半刻钟后施完针,老大夫让药童取来一碗米油。

宋明恩忙接过来,小心仔细喂给顾意宁喝。

温灿将老大夫拉到远去,“我家婶婶没事吧?”

老大夫叹声,“老夫尽力了,你家婶婶有陈年旧疾,又加之风寒没好彻底,心气郁结又气血不足,她方才身子又受了重创,各腹脏有损伤,大伤元气,老夫虽及时施针稳住了,但能活多久就不得而知了。”

闻言,温灿面露担忧。

大哥还没跟婶婶相认啊!

“这么严重吗?”

老大夫道:“你也别着急,京城很大,你们可以再找找其他大夫。
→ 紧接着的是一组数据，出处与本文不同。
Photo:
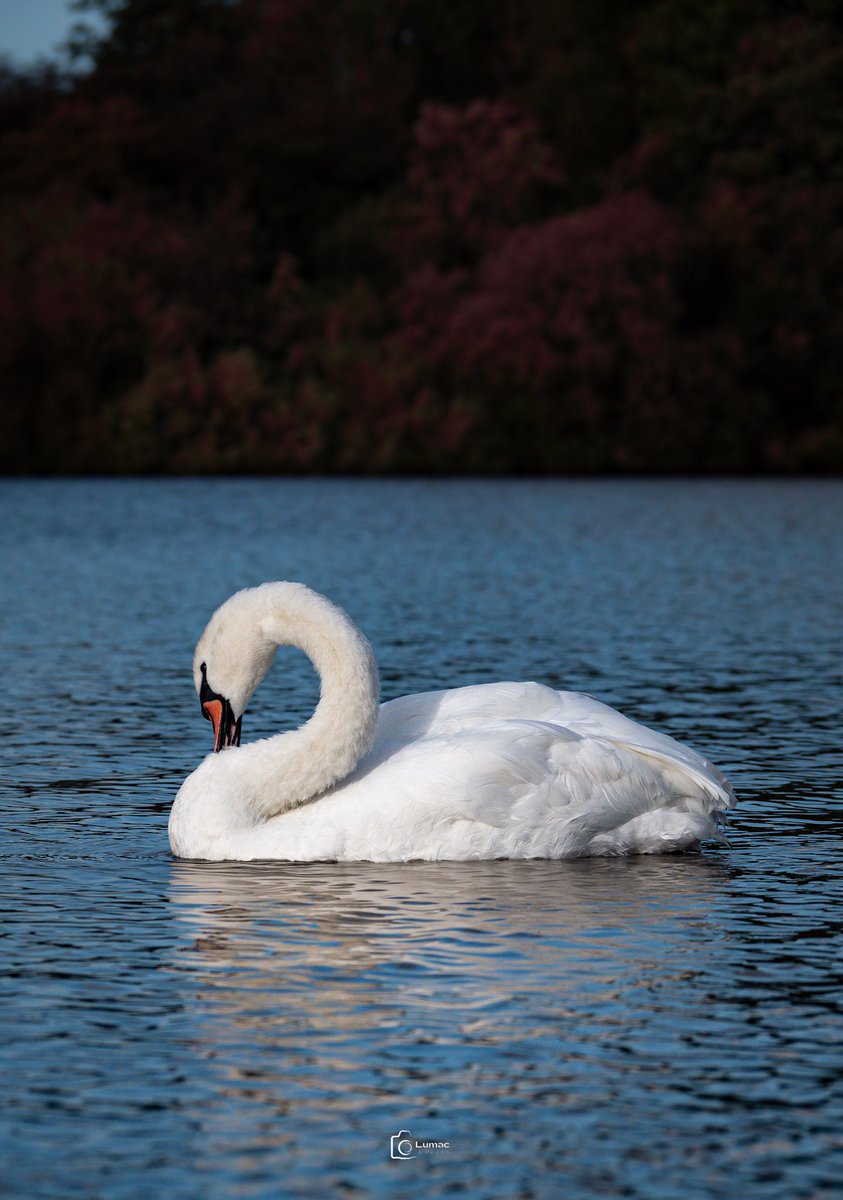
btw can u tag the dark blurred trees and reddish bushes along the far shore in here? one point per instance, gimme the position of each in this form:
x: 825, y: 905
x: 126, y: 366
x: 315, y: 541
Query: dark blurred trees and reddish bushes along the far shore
x: 410, y: 236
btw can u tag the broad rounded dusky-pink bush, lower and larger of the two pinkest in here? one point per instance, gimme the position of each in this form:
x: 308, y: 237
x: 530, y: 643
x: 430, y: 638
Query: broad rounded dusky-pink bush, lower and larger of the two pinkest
x: 573, y: 299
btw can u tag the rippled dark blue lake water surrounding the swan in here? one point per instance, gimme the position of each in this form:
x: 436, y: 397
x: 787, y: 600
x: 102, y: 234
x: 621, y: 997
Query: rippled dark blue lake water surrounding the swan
x: 647, y: 1028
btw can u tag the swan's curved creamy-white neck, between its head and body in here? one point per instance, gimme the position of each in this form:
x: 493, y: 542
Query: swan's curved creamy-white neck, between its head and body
x: 291, y: 769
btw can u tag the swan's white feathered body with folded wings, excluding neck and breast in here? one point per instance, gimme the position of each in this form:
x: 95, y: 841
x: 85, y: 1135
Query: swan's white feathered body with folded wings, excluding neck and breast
x: 509, y: 771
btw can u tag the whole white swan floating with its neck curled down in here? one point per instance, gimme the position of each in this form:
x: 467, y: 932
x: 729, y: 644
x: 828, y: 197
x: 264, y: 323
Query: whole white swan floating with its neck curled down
x: 491, y: 771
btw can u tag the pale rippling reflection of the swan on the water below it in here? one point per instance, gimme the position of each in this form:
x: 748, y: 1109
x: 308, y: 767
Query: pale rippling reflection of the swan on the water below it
x: 307, y: 971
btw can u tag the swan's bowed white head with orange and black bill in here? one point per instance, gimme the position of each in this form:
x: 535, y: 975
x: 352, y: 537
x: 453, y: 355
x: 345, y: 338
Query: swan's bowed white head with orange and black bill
x: 231, y: 659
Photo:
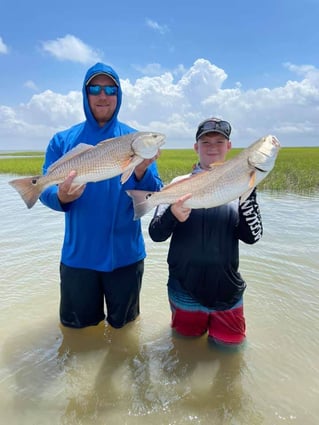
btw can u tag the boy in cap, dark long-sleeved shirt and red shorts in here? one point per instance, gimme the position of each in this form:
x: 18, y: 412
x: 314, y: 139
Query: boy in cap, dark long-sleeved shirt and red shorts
x: 205, y: 289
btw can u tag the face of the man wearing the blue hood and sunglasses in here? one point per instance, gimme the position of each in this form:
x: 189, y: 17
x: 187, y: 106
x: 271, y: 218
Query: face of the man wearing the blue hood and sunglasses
x: 102, y: 106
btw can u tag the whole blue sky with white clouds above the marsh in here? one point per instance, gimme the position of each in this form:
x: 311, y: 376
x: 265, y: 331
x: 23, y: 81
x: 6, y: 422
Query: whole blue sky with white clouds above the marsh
x: 254, y: 64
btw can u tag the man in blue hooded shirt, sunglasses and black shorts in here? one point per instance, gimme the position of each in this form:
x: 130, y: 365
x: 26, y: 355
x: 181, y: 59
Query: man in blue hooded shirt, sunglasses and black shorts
x: 103, y: 250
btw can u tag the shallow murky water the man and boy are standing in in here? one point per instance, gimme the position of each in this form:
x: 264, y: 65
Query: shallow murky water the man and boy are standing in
x: 143, y: 374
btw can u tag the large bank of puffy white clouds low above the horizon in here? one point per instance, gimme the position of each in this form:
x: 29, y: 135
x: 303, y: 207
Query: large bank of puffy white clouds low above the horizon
x: 175, y: 104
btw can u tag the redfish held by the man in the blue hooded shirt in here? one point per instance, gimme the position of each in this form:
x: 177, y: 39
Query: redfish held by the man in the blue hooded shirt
x: 109, y: 158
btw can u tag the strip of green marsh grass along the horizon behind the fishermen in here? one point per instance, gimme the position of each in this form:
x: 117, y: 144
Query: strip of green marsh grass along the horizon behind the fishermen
x: 296, y: 169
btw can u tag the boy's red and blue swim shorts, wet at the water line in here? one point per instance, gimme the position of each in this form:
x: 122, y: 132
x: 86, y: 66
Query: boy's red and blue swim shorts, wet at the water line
x: 193, y: 319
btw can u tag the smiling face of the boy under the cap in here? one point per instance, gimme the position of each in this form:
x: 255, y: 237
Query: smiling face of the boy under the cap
x: 212, y: 147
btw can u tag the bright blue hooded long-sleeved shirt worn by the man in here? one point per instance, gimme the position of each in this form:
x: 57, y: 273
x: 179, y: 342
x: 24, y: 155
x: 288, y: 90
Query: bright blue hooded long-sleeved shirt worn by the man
x: 100, y: 233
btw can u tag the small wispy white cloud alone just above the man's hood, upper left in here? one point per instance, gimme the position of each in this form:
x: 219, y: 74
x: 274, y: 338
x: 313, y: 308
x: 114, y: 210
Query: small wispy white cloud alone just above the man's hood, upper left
x: 70, y: 48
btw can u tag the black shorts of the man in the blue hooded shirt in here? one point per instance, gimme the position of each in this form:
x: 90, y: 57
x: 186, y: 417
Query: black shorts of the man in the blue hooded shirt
x: 83, y: 292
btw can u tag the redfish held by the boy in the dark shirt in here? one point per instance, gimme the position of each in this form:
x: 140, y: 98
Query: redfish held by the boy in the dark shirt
x: 224, y: 182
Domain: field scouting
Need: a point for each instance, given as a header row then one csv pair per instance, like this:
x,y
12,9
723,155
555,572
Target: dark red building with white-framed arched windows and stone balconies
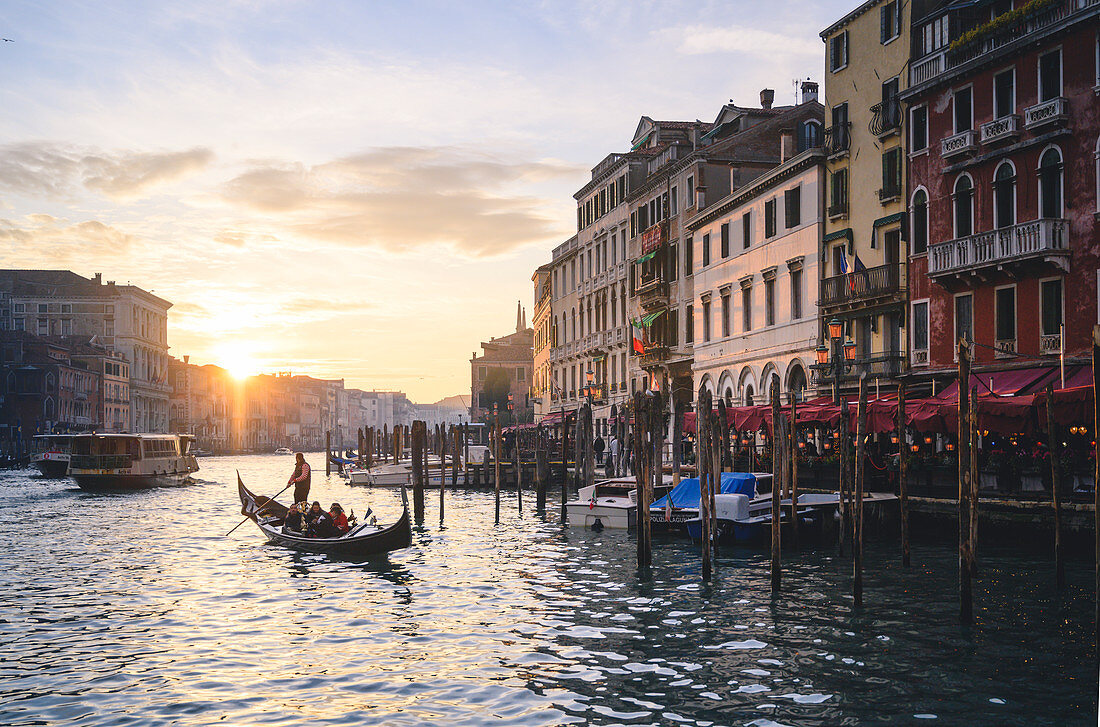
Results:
x,y
1005,183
”

温灿没再说什么,给了诊金,将顾意宁的情况仔细同宋明恩说了一遍。

“大哥别担心,婶婶肯定会恢复如初,等拔完针,我们赶紧回姜府让瑜姐儿与鹿老一起给婶婶瞧瞧。”

“好。”

宋明恩继续喂米油,待米油都喂完了,顾意宁胸膛起伏依旧不明显。

宋明恩见她这般心情难受得紧。

他真的后悔了!

当初应该听瑜姐儿的话,早点拿玉牌去相认,也不至于娘亲遭这么大罪!

老大夫拔了完针,顾意宁的胸膛才有了明显起伏。

宋明恩才放心抱着她上了马车朝姜府赶去。

萧言诩睡饱醒了过来,还未睁开眼就唤,“宁宁。”

“王爷。”

怎么是个男的?

萧言诩倏地睁开眼,对上常怀那张老脸。